25 años de la asociación euro-mediterránea

En noviembre del 2020 se celebran los 25 años del Proceso de Barcelona, sin duda uno de los hitos más grandes para evidenciar los ideales de cooperación y fraternidad de la Unión Europea. La Conferencia Euromediterránea de Asuntos Exteriores de Barcelona en el año 1995, inició un programa de cooperación y fraternidad entre los estados miembro de la Unión Europea con los de las orillas del sur y este del Mediterráneo. El fin de esta asociación fue la creación de un área donde prime la paz y la estabilidad, unir fuerzas para la lucha antiterrorista, que se luche por un progreso universal y el fomento del diálogo entre pueblos de distintas culturas.

Foto 1: Conmemoración por los 25 años del Proceso de Barcelona. Créditos: UpM

Se menciona constantemente que, si bien los ideales de mencionado Proceso fueron establecidos con bastante optimismo, la fragmentación y el conflicto dentro de la región del mediterráneo imposibilitó las condiciones de progreso que la Unión Europea y los países mediterráneos buscaban en conjunto.           

La creación del Proceso de Barcelona, inicialmente fomentada por España, dio paso a la creación de la Unión por el Mediterráneo (UpM), una asociación multilateral formada en julio 2008 en la Cumbre de París. Agrupa a 42 países miembros, que luchan por impulsar la integración regional. Se reconoce el éxito del Proceso de Barcelona en varios ámbitos a lo largo de estos años, no obstante, sufrió de retrasos y críticas por su condicionamiento directo a la Comisión Europea y su sesgo a partir de la evolución del conflicto árabe-israelí. A partir de esto, la UpM se plantea como una extensión del Proceso de Barcelona y su búsqueda para la paz, sumado con un optimismo mayor. Los países de la UpM trabajan en la cooperación técnica de proyectos en los siguientes ámbitos: medio ambiente y agua, transportes y desarrollo urbano, desarrollo empresarial, energía, educación superior e investigación y protección civil.

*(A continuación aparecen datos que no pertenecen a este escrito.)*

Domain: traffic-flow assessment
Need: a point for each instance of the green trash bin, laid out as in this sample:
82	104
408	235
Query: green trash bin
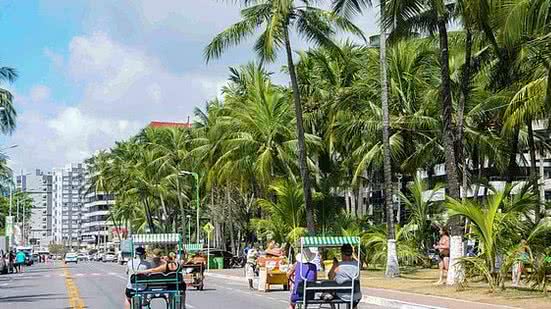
218	262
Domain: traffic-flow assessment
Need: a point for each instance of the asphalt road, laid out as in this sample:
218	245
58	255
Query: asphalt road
98	285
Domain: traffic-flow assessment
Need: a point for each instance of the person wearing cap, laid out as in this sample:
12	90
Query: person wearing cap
346	271
303	268
137	264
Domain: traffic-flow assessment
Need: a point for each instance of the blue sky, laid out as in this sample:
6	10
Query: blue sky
95	71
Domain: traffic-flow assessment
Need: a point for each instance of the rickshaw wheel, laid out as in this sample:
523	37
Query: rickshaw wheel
179	301
136	302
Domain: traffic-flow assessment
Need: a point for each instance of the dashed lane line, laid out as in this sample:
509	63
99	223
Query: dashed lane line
113	274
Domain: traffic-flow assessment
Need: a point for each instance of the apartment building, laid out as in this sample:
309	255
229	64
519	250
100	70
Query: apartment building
67	200
38	230
96	228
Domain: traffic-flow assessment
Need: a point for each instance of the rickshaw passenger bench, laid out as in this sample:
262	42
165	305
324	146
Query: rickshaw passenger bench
160	285
326	286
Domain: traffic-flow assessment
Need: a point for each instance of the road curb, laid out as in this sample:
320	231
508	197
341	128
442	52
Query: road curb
371	300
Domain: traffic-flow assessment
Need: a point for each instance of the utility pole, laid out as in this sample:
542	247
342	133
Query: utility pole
196	177
541	209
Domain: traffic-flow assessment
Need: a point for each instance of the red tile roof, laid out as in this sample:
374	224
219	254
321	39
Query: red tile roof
163	124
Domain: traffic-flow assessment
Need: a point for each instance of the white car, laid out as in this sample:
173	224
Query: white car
109	257
71	258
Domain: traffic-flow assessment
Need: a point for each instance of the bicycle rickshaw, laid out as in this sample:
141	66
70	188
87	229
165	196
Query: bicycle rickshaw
170	286
194	272
309	291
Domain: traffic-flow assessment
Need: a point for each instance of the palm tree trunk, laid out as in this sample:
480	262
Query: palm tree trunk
456	230
512	169
182	210
465	83
533	170
392	266
165	214
303	165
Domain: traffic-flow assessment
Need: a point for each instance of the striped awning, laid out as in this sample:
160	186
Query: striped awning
193	247
329	241
168	238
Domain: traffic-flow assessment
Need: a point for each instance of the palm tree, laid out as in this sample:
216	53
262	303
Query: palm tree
287	215
7	114
279	17
423	210
497	224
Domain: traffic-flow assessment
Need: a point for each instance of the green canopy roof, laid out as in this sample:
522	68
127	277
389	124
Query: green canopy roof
168	238
329	241
193	247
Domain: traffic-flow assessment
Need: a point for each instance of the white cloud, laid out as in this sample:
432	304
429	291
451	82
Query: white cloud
40	93
136	61
123	89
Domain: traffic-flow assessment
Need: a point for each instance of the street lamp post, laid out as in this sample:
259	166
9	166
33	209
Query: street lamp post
188	228
9	219
196	176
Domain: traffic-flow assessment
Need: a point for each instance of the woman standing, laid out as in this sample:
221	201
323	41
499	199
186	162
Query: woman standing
443	247
250	266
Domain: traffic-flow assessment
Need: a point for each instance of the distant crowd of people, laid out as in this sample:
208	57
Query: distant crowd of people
13	260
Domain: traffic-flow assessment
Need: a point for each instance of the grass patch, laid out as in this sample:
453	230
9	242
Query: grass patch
421	281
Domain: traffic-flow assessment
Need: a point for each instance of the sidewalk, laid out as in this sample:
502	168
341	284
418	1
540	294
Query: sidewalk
388	298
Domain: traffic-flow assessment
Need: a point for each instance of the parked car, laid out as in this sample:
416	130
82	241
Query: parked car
71	258
123	257
98	257
109	257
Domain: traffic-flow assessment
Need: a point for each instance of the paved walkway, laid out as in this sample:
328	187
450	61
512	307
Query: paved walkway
389	298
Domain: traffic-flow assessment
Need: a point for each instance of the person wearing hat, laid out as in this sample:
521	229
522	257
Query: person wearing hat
303	268
137	264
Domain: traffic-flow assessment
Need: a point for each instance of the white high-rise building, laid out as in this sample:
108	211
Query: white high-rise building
67	199
97	229
38	228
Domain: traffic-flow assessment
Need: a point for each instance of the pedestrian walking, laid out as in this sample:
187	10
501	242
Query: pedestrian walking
19	261
518	266
135	265
250	266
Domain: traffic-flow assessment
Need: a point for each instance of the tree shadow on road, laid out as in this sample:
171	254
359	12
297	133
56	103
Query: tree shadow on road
31	298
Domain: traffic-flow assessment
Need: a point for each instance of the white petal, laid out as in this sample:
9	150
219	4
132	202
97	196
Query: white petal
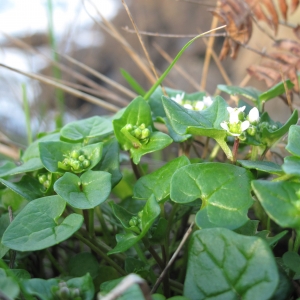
224	126
245	125
188	106
199	105
253	116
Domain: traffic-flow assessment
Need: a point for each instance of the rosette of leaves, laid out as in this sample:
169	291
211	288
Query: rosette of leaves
135	132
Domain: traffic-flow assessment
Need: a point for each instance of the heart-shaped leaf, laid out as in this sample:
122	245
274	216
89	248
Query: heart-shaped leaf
150	212
86	192
86	129
158	182
293	140
28	187
226	197
54	153
36	226
225	265
203	123
280	201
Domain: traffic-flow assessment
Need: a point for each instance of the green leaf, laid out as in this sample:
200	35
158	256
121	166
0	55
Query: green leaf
275	91
110	161
31	165
8	286
293	140
28	187
133	83
36	226
202	123
86	192
263	166
150	212
225	265
247	92
83	263
40	288
226	197
269	137
54	152
158	182
86	129
291	165
157	141
280	201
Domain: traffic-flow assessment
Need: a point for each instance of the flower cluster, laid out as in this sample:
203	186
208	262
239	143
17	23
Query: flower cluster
193	105
238	124
76	161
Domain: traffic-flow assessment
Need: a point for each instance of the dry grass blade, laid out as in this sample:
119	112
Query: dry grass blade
100	76
84	96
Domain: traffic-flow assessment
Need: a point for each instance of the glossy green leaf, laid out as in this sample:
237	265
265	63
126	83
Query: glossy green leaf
110	161
280	201
30	165
225	265
293	140
133	83
136	113
202	123
269	137
275	91
28	187
88	191
83	263
247	92
291	165
88	128
226	197
54	152
158	182
158	141
36	227
150	212
263	166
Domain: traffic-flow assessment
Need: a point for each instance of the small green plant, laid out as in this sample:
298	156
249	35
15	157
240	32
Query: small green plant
76	220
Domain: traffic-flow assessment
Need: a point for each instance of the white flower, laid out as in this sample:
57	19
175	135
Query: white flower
234	114
178	98
188	106
208	101
253	116
199	105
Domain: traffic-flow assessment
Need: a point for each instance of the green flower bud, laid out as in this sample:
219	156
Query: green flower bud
145	133
75	154
251	130
137	133
81	158
142	126
86	163
42	178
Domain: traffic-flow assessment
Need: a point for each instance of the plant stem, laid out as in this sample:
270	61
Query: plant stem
102	222
54	262
235	149
27	114
100	253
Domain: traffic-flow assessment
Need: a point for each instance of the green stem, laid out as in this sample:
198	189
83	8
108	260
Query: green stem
163	76
60	101
27	114
54	262
102	222
100	253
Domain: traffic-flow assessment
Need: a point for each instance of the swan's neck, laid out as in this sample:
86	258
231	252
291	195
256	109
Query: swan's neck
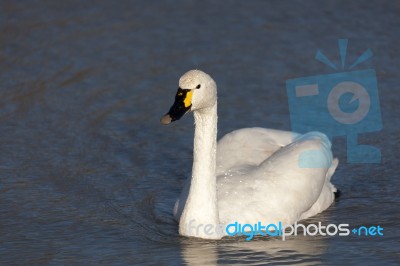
201	206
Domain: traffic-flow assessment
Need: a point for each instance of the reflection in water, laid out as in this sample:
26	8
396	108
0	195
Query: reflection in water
299	250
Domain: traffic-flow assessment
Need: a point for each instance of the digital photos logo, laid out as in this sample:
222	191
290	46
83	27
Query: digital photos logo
338	104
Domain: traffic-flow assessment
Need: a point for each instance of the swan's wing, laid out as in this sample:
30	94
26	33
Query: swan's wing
281	188
250	146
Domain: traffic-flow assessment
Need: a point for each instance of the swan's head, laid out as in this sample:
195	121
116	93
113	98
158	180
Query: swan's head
197	91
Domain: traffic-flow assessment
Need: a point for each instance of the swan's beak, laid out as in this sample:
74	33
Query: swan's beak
182	104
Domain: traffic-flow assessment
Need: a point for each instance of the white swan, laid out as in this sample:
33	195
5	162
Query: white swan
252	175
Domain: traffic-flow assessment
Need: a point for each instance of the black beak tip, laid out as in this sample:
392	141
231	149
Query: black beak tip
166	119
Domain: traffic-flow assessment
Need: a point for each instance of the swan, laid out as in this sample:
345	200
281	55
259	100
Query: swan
251	174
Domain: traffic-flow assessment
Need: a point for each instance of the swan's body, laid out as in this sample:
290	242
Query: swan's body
252	175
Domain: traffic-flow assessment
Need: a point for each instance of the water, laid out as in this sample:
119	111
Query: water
87	173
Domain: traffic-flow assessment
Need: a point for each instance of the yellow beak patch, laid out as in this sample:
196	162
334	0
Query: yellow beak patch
188	99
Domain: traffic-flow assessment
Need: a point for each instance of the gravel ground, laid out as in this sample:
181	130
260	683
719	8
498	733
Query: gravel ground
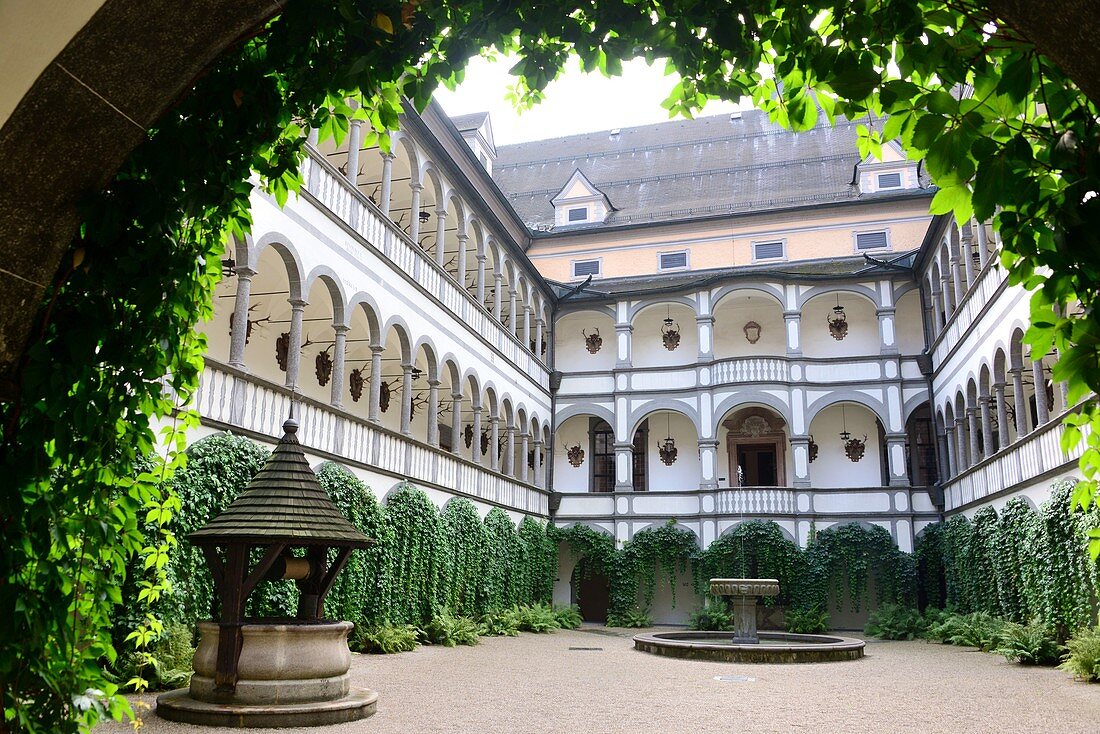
536	683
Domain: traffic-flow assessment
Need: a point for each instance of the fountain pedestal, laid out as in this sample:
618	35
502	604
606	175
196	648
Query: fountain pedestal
743	594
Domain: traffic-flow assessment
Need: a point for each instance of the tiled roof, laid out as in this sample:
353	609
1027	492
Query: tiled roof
685	168
283	503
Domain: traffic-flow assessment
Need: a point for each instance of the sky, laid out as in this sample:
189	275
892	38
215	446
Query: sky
575	102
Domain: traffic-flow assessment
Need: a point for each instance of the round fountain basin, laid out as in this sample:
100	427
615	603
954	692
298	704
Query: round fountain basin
772	647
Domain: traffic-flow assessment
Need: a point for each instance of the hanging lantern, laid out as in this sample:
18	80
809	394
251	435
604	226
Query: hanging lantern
355	384
838	321
668	448
670	332
283	350
323	365
752	331
575	456
592	341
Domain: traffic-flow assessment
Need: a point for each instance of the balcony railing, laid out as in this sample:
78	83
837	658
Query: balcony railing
235	400
1033	456
332	190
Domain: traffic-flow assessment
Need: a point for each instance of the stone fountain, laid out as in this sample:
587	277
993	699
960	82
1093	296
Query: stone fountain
743	594
747	644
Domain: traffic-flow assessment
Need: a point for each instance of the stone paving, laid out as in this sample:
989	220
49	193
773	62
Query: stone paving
592	680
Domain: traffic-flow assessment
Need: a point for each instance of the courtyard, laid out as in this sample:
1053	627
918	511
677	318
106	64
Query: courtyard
592	680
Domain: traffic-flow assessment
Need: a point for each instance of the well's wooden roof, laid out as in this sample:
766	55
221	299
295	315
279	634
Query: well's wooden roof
283	503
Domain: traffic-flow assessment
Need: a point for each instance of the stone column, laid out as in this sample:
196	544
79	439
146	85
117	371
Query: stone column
387	183
433	413
509	450
971	426
461	266
1020	403
240	336
1042	409
1002	415
953	461
354	143
406	400
415	212
440	233
339	354
888	340
475	453
513	317
457	423
800	455
624	336
793	322
481	280
494	444
374	406
895	459
538	464
294	353
624	467
524	439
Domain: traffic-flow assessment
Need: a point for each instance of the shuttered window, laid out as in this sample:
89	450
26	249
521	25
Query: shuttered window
673	260
889	181
585	267
870	240
768	250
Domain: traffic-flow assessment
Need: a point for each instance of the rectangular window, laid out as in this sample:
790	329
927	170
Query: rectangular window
586	267
768	251
870	241
673	260
889	181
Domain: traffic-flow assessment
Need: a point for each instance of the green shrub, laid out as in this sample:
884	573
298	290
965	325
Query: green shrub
713	617
537	617
1031	644
568	617
634	619
807	621
978	630
504	623
450	631
1084	657
895	622
385	638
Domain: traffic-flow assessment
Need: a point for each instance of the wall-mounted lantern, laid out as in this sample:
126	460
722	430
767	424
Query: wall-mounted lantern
592	341
575	455
670	331
837	321
752	332
667	449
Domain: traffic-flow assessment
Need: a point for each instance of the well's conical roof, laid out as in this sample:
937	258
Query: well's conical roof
283	503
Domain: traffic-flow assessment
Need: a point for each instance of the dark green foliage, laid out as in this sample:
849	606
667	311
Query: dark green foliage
464	546
756	549
568	617
806	621
1082	659
631	617
1031	644
450	631
895	622
840	560
385	639
713	616
361	592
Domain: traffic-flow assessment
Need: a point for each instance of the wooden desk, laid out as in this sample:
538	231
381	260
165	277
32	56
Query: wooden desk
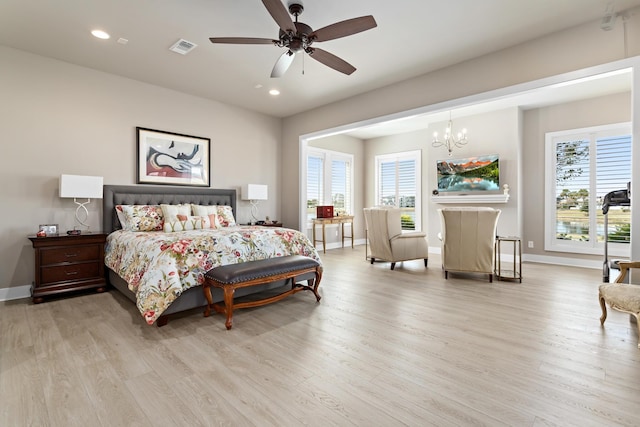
342	220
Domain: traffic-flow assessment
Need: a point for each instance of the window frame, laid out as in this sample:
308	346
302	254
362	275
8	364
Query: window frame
591	247
328	157
415	155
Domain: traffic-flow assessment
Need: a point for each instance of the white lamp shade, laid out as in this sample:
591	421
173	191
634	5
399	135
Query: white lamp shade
81	187
254	192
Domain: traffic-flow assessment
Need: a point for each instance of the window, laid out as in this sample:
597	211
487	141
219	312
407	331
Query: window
586	165
398	179
329	181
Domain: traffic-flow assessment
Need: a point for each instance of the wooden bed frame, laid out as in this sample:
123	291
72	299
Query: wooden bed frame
154	195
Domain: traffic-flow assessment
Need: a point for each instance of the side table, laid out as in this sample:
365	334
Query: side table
342	220
66	264
504	273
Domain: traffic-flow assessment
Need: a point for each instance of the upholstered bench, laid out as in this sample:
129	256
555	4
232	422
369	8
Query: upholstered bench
235	276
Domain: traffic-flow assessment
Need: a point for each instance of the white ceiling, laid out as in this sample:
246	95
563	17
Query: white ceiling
413	37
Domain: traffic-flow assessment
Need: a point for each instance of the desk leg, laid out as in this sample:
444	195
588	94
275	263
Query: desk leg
313	226
352	235
324	240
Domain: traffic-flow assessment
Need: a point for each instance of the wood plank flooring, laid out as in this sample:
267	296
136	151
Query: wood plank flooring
382	348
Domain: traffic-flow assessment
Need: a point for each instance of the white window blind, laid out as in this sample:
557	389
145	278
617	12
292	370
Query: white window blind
315	178
587	164
329	181
398	184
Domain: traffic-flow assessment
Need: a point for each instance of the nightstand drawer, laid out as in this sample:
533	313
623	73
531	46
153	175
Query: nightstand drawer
69	254
68	263
63	273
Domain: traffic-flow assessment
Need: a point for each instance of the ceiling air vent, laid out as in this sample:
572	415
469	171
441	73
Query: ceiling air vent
183	47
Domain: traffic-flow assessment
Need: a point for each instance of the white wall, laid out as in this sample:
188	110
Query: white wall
60	118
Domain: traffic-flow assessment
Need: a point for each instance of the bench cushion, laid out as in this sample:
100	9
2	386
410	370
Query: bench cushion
246	271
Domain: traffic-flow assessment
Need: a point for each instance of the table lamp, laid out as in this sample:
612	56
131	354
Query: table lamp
254	193
81	187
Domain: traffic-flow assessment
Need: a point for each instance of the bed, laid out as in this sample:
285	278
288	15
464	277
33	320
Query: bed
153	286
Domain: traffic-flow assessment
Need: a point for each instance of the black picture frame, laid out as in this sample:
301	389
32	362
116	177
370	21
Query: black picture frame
169	158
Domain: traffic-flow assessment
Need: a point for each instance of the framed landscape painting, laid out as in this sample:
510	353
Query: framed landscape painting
172	159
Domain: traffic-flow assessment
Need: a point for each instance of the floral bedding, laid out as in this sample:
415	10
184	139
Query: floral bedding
160	266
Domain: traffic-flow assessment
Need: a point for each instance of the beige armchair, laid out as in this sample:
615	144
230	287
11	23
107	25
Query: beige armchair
468	239
621	296
388	242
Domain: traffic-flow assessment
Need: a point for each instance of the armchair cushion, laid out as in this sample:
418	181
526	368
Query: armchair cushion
468	239
387	240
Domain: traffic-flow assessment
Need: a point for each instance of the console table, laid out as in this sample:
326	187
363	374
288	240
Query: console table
342	220
516	272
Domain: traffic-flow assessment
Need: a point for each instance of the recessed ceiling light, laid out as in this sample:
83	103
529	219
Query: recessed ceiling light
100	34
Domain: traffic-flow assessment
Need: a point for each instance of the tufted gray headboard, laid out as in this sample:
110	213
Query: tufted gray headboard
150	195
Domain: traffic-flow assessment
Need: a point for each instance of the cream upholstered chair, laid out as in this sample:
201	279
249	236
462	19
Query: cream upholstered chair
387	242
621	296
468	239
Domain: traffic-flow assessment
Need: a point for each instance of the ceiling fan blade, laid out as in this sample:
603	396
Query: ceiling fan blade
330	60
280	14
241	40
344	28
283	63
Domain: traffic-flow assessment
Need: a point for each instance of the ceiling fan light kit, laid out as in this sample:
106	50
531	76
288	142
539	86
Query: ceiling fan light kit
298	36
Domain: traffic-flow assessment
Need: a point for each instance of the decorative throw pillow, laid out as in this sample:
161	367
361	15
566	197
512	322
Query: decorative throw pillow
187	222
220	216
225	216
171	212
121	217
141	217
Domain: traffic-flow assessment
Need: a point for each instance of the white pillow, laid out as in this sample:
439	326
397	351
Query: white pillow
188	222
171	212
140	217
221	216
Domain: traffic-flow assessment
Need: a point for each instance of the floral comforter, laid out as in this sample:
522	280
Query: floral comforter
159	266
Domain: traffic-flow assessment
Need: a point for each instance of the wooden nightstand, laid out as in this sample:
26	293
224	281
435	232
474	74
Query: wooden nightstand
67	264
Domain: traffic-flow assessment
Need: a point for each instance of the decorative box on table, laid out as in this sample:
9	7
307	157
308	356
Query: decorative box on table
324	211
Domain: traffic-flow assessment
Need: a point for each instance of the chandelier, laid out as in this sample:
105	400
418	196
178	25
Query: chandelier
450	141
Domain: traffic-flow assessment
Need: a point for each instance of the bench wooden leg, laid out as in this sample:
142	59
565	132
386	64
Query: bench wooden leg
207	294
229	291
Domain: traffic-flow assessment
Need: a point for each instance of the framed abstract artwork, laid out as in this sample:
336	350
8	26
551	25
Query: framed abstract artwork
172	159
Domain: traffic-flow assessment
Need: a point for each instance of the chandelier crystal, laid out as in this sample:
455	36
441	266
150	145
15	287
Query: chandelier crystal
450	141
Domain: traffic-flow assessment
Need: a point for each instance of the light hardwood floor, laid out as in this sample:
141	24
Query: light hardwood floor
382	348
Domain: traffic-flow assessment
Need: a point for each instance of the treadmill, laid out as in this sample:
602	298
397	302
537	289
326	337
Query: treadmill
613	198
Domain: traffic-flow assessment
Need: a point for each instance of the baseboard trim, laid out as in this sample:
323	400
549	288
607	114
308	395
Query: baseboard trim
570	262
19	292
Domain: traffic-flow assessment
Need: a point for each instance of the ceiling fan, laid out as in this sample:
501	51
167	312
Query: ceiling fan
297	36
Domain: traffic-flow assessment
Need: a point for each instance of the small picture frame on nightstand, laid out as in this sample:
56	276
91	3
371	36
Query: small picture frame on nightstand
48	229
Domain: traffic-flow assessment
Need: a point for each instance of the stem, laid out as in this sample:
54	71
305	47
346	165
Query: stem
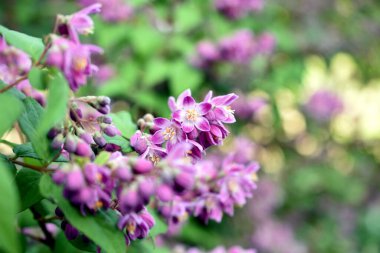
49	239
30	166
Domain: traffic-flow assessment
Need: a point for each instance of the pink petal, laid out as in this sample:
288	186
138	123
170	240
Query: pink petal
188	102
158	137
161	122
202	124
187	126
204	108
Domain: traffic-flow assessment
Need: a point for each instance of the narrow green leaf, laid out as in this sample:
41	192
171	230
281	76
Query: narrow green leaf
98	227
10	108
31	45
28	187
27	150
123	121
9	241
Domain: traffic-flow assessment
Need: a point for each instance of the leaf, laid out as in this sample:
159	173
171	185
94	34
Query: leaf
184	77
123	121
29	121
102	158
30	45
27	150
28	187
97	227
56	106
120	141
10	108
9	241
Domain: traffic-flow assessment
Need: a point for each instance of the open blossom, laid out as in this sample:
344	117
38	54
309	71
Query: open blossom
112	10
73	59
193	115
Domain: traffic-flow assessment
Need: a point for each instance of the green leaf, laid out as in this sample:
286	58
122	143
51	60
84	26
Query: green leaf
184	77
97	227
123	121
27	150
28	187
120	141
10	108
9	241
102	158
56	106
30	45
29	121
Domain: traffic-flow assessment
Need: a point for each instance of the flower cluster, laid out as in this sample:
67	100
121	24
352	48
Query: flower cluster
14	65
239	48
235	9
87	127
113	10
324	105
66	51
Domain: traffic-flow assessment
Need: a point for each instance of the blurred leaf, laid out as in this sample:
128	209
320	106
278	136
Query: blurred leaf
184	77
30	45
123	121
27	181
98	227
9	241
10	108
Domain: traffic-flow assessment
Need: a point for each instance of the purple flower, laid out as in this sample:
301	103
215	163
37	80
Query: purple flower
192	115
73	59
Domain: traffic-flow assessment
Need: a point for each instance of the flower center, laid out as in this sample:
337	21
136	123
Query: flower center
191	114
80	63
169	133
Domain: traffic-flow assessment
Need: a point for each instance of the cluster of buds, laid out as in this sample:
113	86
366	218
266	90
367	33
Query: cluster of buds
84	131
66	51
235	9
234	249
239	48
112	10
15	64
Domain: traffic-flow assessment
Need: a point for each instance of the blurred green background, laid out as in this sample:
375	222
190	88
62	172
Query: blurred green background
318	188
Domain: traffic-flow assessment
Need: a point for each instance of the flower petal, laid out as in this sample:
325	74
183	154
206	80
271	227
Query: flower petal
187	126
161	122
204	108
202	124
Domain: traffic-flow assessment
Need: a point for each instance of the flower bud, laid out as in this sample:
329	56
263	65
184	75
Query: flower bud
57	142
75	180
83	149
164	193
111	130
99	139
70	143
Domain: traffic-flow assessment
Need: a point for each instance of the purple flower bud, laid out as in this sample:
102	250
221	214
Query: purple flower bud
83	149
111	130
164	193
71	232
183	181
99	139
75	180
70	143
57	142
142	166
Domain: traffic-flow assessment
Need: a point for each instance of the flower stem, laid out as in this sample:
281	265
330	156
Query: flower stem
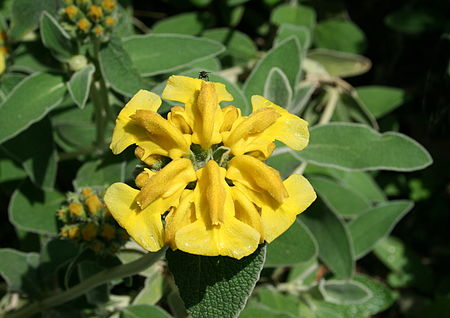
82	288
330	106
99	95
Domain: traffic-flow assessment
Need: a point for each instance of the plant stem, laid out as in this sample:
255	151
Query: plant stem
324	119
330	106
82	288
99	95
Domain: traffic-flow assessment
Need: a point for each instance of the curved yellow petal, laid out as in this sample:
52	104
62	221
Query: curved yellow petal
144	226
170	179
245	211
216	231
178	117
230	115
179	217
276	221
161	132
257	176
126	132
288	128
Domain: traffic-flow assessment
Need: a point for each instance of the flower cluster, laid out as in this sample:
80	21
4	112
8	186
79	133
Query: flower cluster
206	189
87	221
82	18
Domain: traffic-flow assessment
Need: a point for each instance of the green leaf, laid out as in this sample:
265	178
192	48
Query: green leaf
215	286
286	57
294	14
118	69
54	255
102	172
79	85
381	100
341	199
344	292
26	14
35	150
302	96
340	64
304	274
382	298
153	288
191	23
33	57
10	80
408	268
359	181
285	160
97	295
287	30
277	88
143	311
239	46
10	170
18	269
373	225
358	147
277	301
296	245
349	108
415	20
262	312
55	38
154	54
74	127
335	248
339	35
18	111
34	210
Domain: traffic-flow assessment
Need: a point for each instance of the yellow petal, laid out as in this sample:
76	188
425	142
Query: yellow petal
126	132
178	117
246	211
257	176
288	128
276	221
180	217
170	179
210	193
162	133
216	231
185	89
2	62
207	117
256	123
144	226
233	238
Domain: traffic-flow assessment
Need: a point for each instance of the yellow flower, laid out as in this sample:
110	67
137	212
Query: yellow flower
71	11
108	5
215	196
83	24
93	203
110	21
76	209
95	12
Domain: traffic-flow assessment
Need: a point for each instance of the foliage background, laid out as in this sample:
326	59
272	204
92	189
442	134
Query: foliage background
408	45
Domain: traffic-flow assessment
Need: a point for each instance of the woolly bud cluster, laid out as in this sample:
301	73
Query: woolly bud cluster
83	18
86	220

Todos los trabajos de dicha organización no cuentan con un presupuesto específicamente destinado para ellos. La financiación de estos productos viene de la buena fe de las contribuciones de la Unión Europea y los estados que la conforman. Además de eso, también se mueve con fondos privados, de bancos de inversiones y desarrollo y otros organismos internacionales.

A pesar de que los conflictos dentro de la zona del mediterráneo han imposibilitado los procesos para una integración regional, hoy más que nunca se necesitan impulsos para la reactivación de la búsqueda de este proceso. Como organización, la UpM debe reunir fuerzas para poder seguir persiguiendo ideales de cooperación entre estos países. Según el Instituto Coordenadas, para que esto suceda España (por su posición geográfica) tiene un compromiso especial para el trazo de innovadoras perspectivas para esta comunidad euromediterránea.